Functions returning tuples are a "minor" feature with a huge impact on code clarity. No more passing pointers to data, no more defining (and allocating and deallocating) temporary structs to hold multiple values.

.. _`pylint`: https://pylint.pycqa.org/en/latest/

Python can't check declarations because there aren't any. However, there is a really nifty tool called `pylint`_ that does many of the checks typically done by compilers.

Power
*****

Python is much more powerful than C++, not because Python has more features, but because Python needs *less* features. Some examples:

- Python does everything that the C++ Standard Template Library (STL) does, without any of the blah, blah, blah needed by STL. No fuss, no muss, no code bloat.
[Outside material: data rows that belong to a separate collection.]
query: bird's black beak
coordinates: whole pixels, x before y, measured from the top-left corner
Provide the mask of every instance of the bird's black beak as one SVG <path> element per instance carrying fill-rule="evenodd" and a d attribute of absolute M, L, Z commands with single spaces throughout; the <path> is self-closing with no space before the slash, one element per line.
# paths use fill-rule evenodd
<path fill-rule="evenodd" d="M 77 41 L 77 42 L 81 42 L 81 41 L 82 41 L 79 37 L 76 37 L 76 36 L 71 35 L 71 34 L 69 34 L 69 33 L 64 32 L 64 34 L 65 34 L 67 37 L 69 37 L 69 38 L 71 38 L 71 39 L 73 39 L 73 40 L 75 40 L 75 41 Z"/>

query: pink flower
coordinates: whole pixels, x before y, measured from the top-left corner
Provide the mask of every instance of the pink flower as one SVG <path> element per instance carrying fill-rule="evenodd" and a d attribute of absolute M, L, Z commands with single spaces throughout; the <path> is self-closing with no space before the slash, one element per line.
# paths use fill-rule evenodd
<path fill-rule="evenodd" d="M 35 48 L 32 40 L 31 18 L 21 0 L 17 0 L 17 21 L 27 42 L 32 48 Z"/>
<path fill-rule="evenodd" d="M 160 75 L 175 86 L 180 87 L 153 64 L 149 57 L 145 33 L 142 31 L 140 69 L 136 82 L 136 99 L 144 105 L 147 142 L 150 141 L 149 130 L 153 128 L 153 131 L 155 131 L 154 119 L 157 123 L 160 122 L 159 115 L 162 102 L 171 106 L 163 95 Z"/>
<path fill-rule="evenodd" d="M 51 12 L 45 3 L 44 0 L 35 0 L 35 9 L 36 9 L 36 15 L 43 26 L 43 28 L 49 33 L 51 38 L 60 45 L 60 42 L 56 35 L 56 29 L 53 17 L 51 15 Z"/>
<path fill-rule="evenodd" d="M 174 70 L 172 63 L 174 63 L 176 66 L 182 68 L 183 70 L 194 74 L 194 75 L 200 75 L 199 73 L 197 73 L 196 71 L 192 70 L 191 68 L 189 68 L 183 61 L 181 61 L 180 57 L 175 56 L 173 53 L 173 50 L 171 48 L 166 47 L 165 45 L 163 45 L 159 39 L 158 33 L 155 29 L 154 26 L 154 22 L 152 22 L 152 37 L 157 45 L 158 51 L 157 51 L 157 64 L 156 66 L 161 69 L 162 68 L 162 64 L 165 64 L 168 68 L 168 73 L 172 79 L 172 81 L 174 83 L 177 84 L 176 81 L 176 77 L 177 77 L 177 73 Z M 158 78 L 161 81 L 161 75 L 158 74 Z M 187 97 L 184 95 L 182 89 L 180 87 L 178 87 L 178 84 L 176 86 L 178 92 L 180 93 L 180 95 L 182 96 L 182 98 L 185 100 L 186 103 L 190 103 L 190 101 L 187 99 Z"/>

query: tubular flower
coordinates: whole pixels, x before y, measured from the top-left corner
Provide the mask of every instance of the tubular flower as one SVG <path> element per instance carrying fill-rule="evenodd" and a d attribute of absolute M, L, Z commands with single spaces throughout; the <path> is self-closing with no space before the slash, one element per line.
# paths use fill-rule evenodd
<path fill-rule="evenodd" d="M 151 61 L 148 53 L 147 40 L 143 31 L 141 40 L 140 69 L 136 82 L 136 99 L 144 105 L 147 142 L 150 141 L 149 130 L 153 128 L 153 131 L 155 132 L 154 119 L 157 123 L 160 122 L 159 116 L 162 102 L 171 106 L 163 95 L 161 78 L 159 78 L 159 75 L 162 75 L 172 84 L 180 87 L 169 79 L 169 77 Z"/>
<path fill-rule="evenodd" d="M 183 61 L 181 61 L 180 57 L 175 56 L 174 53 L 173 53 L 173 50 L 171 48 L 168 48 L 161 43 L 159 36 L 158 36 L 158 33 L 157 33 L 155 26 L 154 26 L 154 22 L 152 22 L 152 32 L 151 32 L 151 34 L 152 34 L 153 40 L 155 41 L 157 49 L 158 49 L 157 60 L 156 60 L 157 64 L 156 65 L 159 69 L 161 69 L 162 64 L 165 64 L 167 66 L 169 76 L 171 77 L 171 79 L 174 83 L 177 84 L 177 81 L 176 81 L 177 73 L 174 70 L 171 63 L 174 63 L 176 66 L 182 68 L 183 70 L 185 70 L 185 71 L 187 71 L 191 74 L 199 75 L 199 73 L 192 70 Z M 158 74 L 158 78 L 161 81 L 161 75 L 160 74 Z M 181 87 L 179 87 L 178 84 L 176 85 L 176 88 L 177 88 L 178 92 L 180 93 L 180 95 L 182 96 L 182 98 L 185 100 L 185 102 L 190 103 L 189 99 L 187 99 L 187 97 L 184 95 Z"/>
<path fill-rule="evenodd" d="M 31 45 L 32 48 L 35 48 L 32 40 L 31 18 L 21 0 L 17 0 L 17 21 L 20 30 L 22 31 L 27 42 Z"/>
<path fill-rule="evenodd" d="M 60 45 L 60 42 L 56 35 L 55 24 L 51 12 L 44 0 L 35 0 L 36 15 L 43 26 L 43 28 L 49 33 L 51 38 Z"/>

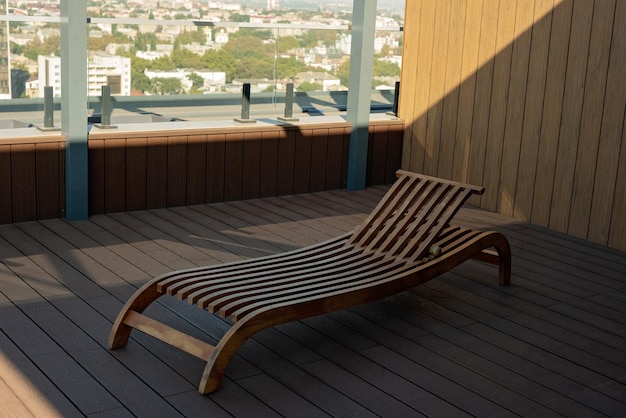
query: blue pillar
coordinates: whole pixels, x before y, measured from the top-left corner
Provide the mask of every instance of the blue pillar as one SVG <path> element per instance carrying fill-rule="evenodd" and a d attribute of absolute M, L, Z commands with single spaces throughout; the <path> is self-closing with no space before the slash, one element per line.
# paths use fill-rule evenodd
<path fill-rule="evenodd" d="M 89 216 L 87 104 L 87 0 L 61 0 L 61 130 L 66 139 L 65 216 L 70 220 Z"/>
<path fill-rule="evenodd" d="M 347 114 L 352 125 L 348 155 L 350 190 L 365 188 L 375 32 L 376 0 L 354 0 Z"/>

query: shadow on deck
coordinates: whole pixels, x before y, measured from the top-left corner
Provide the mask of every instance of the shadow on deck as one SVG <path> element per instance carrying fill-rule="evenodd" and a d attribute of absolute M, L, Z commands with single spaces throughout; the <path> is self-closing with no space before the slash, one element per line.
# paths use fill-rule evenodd
<path fill-rule="evenodd" d="M 351 230 L 386 189 L 337 190 L 0 226 L 0 415 L 620 416 L 626 254 L 466 208 L 497 229 L 512 284 L 469 261 L 381 302 L 282 325 L 239 350 L 222 389 L 151 337 L 106 349 L 151 277 Z M 215 342 L 223 319 L 162 298 L 151 314 Z"/>

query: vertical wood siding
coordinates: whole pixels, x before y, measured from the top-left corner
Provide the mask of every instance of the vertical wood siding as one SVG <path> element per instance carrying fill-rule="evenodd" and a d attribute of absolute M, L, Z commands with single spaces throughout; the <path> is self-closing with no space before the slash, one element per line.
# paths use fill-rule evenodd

- Python's slicing mechanism is very powerful and applies to any sequence (string, list or tuple). Python's string library does more with far less functions because slices replace many functions typically found in other string libraries.

- Writing dict = {} creates a dictionary (hash table). Hash tables can contain anything, including lists and other hash tables.

- Python's special functions,  __init__, __del__, __repr__, __cmp__, etc. are an elegant way to handle any special need that might arise.

Safety
******

Before using Python I never fully realized how difficult and dangerous memory allocation is in C++. Try doing::

        aList[i:j] = list(aString)

in C.  You will write about 20 lines of C code. Any error in this code will create a memory allocation crash or leak.

Python is fundamentally safe. C++ is fundamentally unsafe. When I am using Python I am free from worry and anxiety. When I am using C++ I must be constantly "on guard." A momentary lapse can create a hard-to-find pointer bug. With Python, almost nothing serious can ever go wrong, so I can work late at night, or after a beer. The Python debugger is always available. If an exception occurs, the debugger/interpreter tells me just what went wrong. I don't have to plan a debugging strategy! Finally, Python recovers from exceptions, so Leo can keep right on going even after a crash!

Speed
*****

Python has almost all the speed of C. Other interpretive environments such as icon and Smalltalk have clarity, power and safety similar to Python. What makes Python unique is its seamless way of making C code look like Python code. Python executes at essentially the speed of C code because most Python modules are written in C. The overhead in calling such modules is negligible. Moreover, if code is too slow, one can always create a C module to do the job.

In fact, Python encourages optimization by moving to higher levels of expression. For example, Leo's Open command reads an XML file. If this command is too slow I can use Python's XML parser module. This will speed up Leo while at the same time raising the level of the code.

Conclusions
***********

Little of Python is completely new. What stands out is the superb engineering judgment evident in Python's design. Python is extremely powerful, yet small, simple and elegant. Python allows me to express my intentions clearly and at the highest possible level.

The only hope of making Leo all it can be is to use the best possible tools. I believe Python will allow me to add, at long last, the new features that Leo should have.

Edward K. Ream, October 25, 2001.  P.S., September, 2005:

Four years of experience have only added to my admiration for Python. Leo could
not possibly be what it is today without Python.